In terms of Ayurvedic supplements, Dr. Lonsdorf recommends Radiant Skin at this age, or Elim-Tox-O for a cooling influence if the patient has a lot of Pitta, or an overheated liver. “Youthful Skin Cream is also fabulous at this age, because it’s a time of so much dryness,” she says.
If you’re not already doing a daily warm oil massage, now’s a good time to start, according to Dr. Lonsdorf. “Olive oil and sesame oil are both antioxidant and antibacterial. Abhyanga is also an amazingly calming treatment for your nerves, which helps with detox and purification as well.”
She recounts the tale of a middle-aged patient whose massage therapist asked her, ‘What are you doing for your skin? It’s smoother and more hydrated than the teenagers I’m treating!’ Her secret? The patient had been doing a daily abhyanga from her 20s onward.

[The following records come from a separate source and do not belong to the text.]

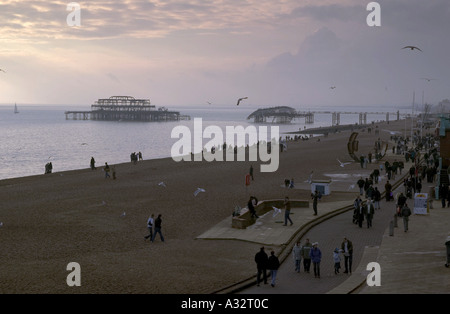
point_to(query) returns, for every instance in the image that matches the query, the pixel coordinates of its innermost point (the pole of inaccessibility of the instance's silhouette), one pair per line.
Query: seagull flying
(198, 191)
(240, 99)
(412, 48)
(342, 164)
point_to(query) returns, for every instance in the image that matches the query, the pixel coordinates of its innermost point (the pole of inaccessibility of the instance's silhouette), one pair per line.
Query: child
(337, 261)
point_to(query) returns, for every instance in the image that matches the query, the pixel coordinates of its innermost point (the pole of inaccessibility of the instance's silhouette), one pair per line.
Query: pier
(285, 114)
(125, 108)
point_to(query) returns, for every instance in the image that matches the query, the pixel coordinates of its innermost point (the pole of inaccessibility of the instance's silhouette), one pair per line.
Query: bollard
(391, 228)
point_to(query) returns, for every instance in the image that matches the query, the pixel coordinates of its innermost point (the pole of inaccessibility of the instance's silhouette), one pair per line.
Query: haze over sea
(41, 134)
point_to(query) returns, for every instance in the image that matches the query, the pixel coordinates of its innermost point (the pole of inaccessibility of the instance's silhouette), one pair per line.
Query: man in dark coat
(261, 260)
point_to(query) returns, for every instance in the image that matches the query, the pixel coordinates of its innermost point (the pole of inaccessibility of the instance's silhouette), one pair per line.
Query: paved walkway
(411, 262)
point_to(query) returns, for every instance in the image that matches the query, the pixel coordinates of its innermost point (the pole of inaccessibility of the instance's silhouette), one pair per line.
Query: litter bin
(447, 244)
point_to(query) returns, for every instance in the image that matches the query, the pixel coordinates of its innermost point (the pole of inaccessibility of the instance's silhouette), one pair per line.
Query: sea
(40, 134)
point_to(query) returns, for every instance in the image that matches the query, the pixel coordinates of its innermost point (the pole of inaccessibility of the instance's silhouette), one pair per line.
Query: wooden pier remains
(125, 108)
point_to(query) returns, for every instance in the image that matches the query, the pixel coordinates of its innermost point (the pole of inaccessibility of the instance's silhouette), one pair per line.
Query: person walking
(316, 257)
(388, 189)
(273, 265)
(347, 249)
(406, 212)
(150, 223)
(261, 260)
(93, 163)
(158, 222)
(369, 213)
(251, 206)
(376, 198)
(360, 213)
(306, 249)
(287, 211)
(297, 255)
(361, 183)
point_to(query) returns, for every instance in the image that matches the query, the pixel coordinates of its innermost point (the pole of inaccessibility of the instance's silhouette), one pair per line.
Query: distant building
(125, 108)
(444, 135)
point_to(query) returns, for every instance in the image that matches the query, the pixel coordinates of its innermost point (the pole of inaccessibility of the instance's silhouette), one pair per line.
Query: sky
(190, 52)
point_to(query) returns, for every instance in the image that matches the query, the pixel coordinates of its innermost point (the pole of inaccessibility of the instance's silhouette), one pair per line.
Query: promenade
(410, 262)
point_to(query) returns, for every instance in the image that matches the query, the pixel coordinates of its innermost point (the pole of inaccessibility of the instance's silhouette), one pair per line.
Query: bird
(412, 48)
(241, 99)
(342, 164)
(198, 191)
(427, 79)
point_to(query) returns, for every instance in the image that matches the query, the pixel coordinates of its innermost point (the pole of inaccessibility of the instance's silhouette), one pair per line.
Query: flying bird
(412, 48)
(241, 99)
(342, 164)
(198, 191)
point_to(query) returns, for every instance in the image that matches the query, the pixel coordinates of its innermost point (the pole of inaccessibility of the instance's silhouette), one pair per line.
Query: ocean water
(41, 134)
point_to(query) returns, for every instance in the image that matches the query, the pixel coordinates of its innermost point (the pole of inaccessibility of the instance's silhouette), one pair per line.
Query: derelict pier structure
(125, 108)
(286, 114)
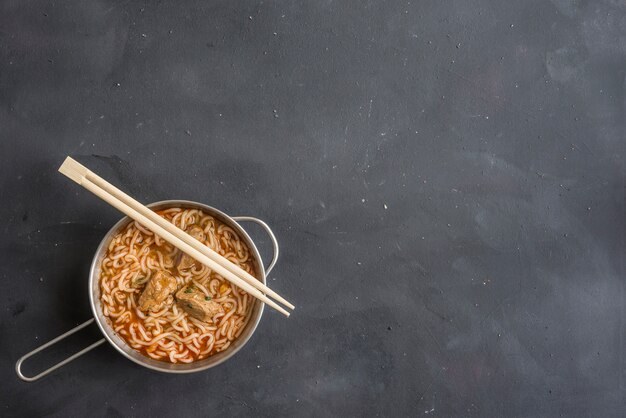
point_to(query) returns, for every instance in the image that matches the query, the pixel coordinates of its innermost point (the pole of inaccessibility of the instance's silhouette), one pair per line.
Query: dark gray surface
(445, 179)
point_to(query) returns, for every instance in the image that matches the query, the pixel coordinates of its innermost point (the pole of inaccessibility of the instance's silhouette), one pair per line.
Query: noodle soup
(165, 304)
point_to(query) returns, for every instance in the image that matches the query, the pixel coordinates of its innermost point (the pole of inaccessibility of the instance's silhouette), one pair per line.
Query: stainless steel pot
(118, 343)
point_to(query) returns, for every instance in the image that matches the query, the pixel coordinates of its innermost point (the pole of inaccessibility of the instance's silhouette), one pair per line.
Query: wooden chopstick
(81, 174)
(224, 262)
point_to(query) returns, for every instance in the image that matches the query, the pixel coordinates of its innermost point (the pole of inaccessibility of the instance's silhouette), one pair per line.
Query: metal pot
(119, 344)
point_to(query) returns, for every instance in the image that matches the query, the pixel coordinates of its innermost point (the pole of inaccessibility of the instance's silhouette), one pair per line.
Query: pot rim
(130, 353)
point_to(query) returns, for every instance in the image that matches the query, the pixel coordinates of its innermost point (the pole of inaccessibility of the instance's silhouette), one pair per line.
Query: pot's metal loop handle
(18, 365)
(269, 232)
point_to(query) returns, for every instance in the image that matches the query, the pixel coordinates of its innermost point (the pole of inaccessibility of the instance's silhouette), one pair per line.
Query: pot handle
(269, 232)
(18, 365)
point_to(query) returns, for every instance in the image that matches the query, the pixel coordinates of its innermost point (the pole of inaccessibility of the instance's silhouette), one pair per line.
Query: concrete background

According to Dr. Lonsdorf, the skin has a metabolic element called bhrajaka pitta, which processes the oils and emollients that we rub into the skin. Many of the enzymes in the skin are the same as enzymes in the liver. “The skin is like an adjunct liver, and it helps purification. This is why if you don’t eat well, you’ll see it in your skin.”
80s and Beyond: Love the Skin You’re In—and Keep Caring for It
If you’re in your 80s, 90s, and beyond, the best advice is simply to love the skin you’re in, and bask in the beauty, experience, and grace you’ve accumulated over the years. It’s also important to keep on eating well and to stay hydrated.
For added nurturing, says Lonsdorf, “Daily oil massage is important, as are good rest and good exercise. Lifelong exercise helps your circulation, which in turn helps your skin as well. Just remember to protect the skin if you’re exercising outdoors.”
As you age, it’s more important than ever to continue consuming healthy fats—not only for the skin, but for the brain as well. Ayurvedic supplements can help, too.
“Gotu kola helps keep your memory, mind, and focus sharp at the same time as it’s supporting the collagen in your skin,” says Lonsdorf, who recommends Stress Free Mind and Youthful Skin Cream, which contain this powerful herb.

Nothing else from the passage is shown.